Termination for Cause. Except as otherwise provided for herein, either party may terminate this Agreement upon the material breach of the other party, if such breach remains uncured for 60 days following written notice to the breaching party.

Ownership of Work Product. Work product is owned by customer unless otherwise understood.

BANDWIDTH; Each hosting plan is provided with a maximum monthly allowance of data transfer (bandwidth). In the event the Customer exceeds the bandwidth allowance of the hosting plan: We will make reasonable efforts to contact the Customer to arrange an increase in bandwidth allocation at additional cost to the Customer. If the customer cannot be contacted or is unwilling to increase their bandwidth allocation, we reserves the right to suspend all Services to the Customer until the start of the following month.
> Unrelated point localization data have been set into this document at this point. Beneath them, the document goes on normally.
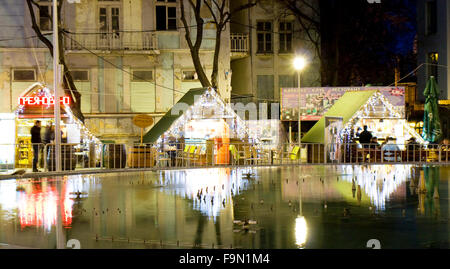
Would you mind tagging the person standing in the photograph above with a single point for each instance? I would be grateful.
(36, 141)
(49, 137)
(365, 137)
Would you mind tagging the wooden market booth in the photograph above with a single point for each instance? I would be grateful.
(78, 143)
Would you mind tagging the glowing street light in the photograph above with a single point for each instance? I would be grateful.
(299, 64)
(301, 231)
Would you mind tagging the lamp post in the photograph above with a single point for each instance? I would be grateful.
(56, 80)
(299, 65)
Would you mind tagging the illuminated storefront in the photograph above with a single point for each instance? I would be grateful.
(36, 103)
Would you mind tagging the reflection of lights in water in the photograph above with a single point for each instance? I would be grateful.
(379, 190)
(219, 183)
(301, 231)
(8, 195)
(39, 207)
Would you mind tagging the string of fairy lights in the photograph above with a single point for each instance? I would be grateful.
(208, 98)
(42, 90)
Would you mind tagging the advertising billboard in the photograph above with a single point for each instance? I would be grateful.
(315, 102)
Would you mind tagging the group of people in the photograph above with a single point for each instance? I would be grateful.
(371, 142)
(37, 141)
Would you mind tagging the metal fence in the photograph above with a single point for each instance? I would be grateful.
(133, 41)
(210, 154)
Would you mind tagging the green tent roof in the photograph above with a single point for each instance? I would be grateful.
(166, 121)
(345, 107)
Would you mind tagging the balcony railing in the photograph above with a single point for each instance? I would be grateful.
(239, 43)
(128, 41)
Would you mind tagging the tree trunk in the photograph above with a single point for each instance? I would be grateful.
(214, 79)
(68, 84)
(195, 48)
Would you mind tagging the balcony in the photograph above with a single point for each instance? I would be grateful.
(239, 45)
(133, 42)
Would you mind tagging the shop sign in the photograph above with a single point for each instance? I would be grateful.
(315, 101)
(42, 100)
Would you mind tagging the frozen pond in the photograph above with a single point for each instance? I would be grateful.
(402, 206)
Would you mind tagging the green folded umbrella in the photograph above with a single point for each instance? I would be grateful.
(432, 131)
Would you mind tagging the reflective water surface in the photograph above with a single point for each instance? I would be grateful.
(402, 206)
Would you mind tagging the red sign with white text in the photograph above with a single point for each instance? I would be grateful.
(42, 100)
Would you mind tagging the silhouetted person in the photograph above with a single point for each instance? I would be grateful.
(36, 141)
(365, 137)
(374, 143)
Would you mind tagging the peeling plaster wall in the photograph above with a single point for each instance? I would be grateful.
(109, 95)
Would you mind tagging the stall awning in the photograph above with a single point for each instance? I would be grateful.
(166, 121)
(345, 107)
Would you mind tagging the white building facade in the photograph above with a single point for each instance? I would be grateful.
(126, 57)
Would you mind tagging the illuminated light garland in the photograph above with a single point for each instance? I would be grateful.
(389, 107)
(209, 98)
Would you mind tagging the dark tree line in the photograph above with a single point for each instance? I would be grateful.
(359, 43)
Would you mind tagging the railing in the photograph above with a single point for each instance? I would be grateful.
(239, 43)
(120, 156)
(129, 41)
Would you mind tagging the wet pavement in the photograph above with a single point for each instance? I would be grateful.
(312, 207)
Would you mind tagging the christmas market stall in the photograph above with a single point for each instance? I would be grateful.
(79, 145)
(335, 136)
(200, 129)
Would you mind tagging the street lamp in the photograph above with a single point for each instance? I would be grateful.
(299, 65)
(56, 80)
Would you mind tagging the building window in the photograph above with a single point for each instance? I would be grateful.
(265, 89)
(285, 37)
(189, 75)
(166, 15)
(80, 75)
(142, 75)
(109, 18)
(264, 36)
(288, 81)
(433, 60)
(24, 75)
(45, 15)
(431, 17)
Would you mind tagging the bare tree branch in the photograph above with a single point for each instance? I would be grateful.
(69, 85)
(195, 48)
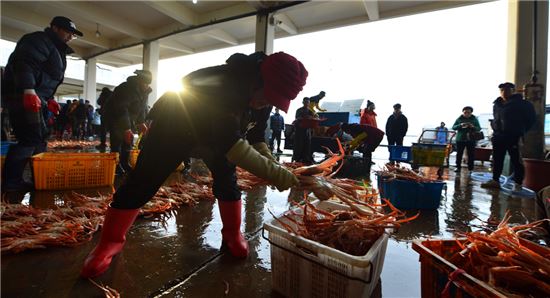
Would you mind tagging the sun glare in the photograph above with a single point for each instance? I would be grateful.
(175, 86)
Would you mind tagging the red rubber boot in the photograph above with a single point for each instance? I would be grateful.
(113, 235)
(232, 237)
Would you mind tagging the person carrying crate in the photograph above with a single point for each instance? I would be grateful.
(366, 138)
(221, 108)
(33, 73)
(513, 117)
(464, 125)
(124, 112)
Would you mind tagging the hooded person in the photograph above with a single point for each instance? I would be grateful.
(211, 120)
(124, 113)
(368, 117)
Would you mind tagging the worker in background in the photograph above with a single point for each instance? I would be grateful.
(302, 135)
(101, 100)
(396, 126)
(277, 125)
(441, 133)
(368, 117)
(464, 125)
(512, 118)
(34, 71)
(124, 113)
(366, 139)
(236, 94)
(314, 102)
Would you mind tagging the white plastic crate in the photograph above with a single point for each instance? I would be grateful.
(304, 268)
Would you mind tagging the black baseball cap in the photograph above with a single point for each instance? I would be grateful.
(65, 23)
(507, 85)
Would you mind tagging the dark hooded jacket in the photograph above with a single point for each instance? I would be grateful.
(397, 126)
(214, 108)
(38, 62)
(513, 117)
(127, 105)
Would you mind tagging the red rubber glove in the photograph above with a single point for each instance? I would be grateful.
(31, 101)
(143, 129)
(53, 106)
(128, 136)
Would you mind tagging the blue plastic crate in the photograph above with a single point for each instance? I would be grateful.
(400, 153)
(6, 147)
(411, 195)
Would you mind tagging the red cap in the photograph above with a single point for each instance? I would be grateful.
(284, 77)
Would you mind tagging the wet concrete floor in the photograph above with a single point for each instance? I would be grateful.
(178, 255)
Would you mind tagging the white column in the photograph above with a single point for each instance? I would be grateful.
(90, 81)
(265, 33)
(522, 63)
(151, 51)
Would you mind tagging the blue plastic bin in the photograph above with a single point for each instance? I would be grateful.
(6, 147)
(411, 195)
(400, 153)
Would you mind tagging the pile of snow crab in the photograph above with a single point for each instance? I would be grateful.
(71, 145)
(72, 223)
(514, 266)
(352, 232)
(78, 217)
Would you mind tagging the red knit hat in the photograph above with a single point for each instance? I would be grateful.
(284, 77)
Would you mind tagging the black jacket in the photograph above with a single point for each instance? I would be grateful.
(127, 105)
(38, 62)
(397, 126)
(513, 117)
(276, 122)
(214, 107)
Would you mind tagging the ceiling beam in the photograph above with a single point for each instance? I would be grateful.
(283, 21)
(175, 11)
(95, 14)
(373, 12)
(231, 11)
(112, 60)
(176, 46)
(11, 11)
(222, 36)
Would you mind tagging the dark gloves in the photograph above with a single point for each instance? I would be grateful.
(143, 129)
(128, 137)
(53, 106)
(31, 101)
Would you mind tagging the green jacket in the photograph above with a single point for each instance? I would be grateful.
(462, 133)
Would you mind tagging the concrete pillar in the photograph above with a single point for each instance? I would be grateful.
(90, 81)
(151, 51)
(522, 62)
(265, 33)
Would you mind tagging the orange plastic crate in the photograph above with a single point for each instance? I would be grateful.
(73, 170)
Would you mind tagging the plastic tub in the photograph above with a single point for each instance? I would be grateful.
(436, 272)
(304, 268)
(411, 195)
(73, 170)
(400, 153)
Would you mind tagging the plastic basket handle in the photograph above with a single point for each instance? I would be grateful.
(368, 281)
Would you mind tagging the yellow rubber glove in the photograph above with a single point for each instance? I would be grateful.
(246, 157)
(358, 140)
(264, 150)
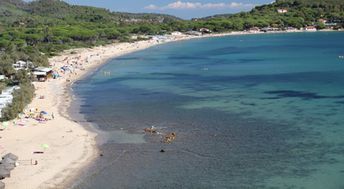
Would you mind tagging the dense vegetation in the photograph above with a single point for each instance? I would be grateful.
(39, 29)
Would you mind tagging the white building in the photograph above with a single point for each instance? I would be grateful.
(19, 65)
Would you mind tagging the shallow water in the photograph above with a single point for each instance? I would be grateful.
(260, 111)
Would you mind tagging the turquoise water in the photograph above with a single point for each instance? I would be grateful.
(258, 111)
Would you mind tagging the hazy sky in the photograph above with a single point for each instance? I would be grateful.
(182, 8)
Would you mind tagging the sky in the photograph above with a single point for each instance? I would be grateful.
(185, 9)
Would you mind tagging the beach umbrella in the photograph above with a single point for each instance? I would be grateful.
(2, 185)
(44, 112)
(5, 124)
(4, 172)
(10, 156)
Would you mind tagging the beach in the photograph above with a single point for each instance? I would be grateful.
(52, 152)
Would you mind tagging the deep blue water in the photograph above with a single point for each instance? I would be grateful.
(258, 111)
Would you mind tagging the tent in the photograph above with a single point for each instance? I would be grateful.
(2, 185)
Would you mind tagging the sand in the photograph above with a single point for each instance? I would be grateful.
(65, 145)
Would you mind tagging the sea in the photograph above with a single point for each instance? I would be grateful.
(249, 111)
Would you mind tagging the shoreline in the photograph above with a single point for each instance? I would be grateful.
(72, 146)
If the Customer repeatedly exceeds the bandwidth allocation of the hosting plan we may move the Customer to a more appropriate plan at additional cost to the Customer. Should the Customer not pay the additional fees associated with the new hosting plan or additional bandwidth, clearFusion Digital reserves the right to terminate the Customers account. Bandwidth is calculated as the combined total of incoming data plus outgoing data.

INDEMNITY. LIMITATIONS ON LIABILITY. IN NO EVENT SHALL EITHER PARTY BE LIABLE FOR ANY LOST PROFITS OR SPECIAL, INCIDENTAL OR CONSEQUENTIAL DAMAGES (HOWEVER ARISING, INCLUDING NEGLIGENCE) ARISING OUT OF OR IN CONNECTION WITH THIS AGREEMENT.

Customer shall defend Provider against any third party claim, action, suit or proceeding alleging any breach of the covenants. Customer shall indemnify Provider for all losses, damages, liabilities and all reasonable expenses and costs incurred by Provider as a result of a final judgment entered against Provider in any such claim, action, suit or proceeding.

Provider shall defend Customer against any third party claim, action, suit or proceeding resulting from Provider’s acts, omissions or misrepresentations under this Agreement. Provider shall indemnify Customer for all losses, damages, liabilities and all reasonable expenses and costs incurred by Customer as a result of a final judgment entered against Customer in any such claim, action, suit or proceeding.

The indemnifying party’s obligations are conditioned upon the indemnified party: (a) giving the indemnifying party prompt written notice of any claim, action, suit or proceeding for which the indemnified party is seeking indemnity; (b) granting control of the defense and settlement to the indemnifying party; and (c) reasonably cooperating with the indemnifying party at the indemnifying party’s expense.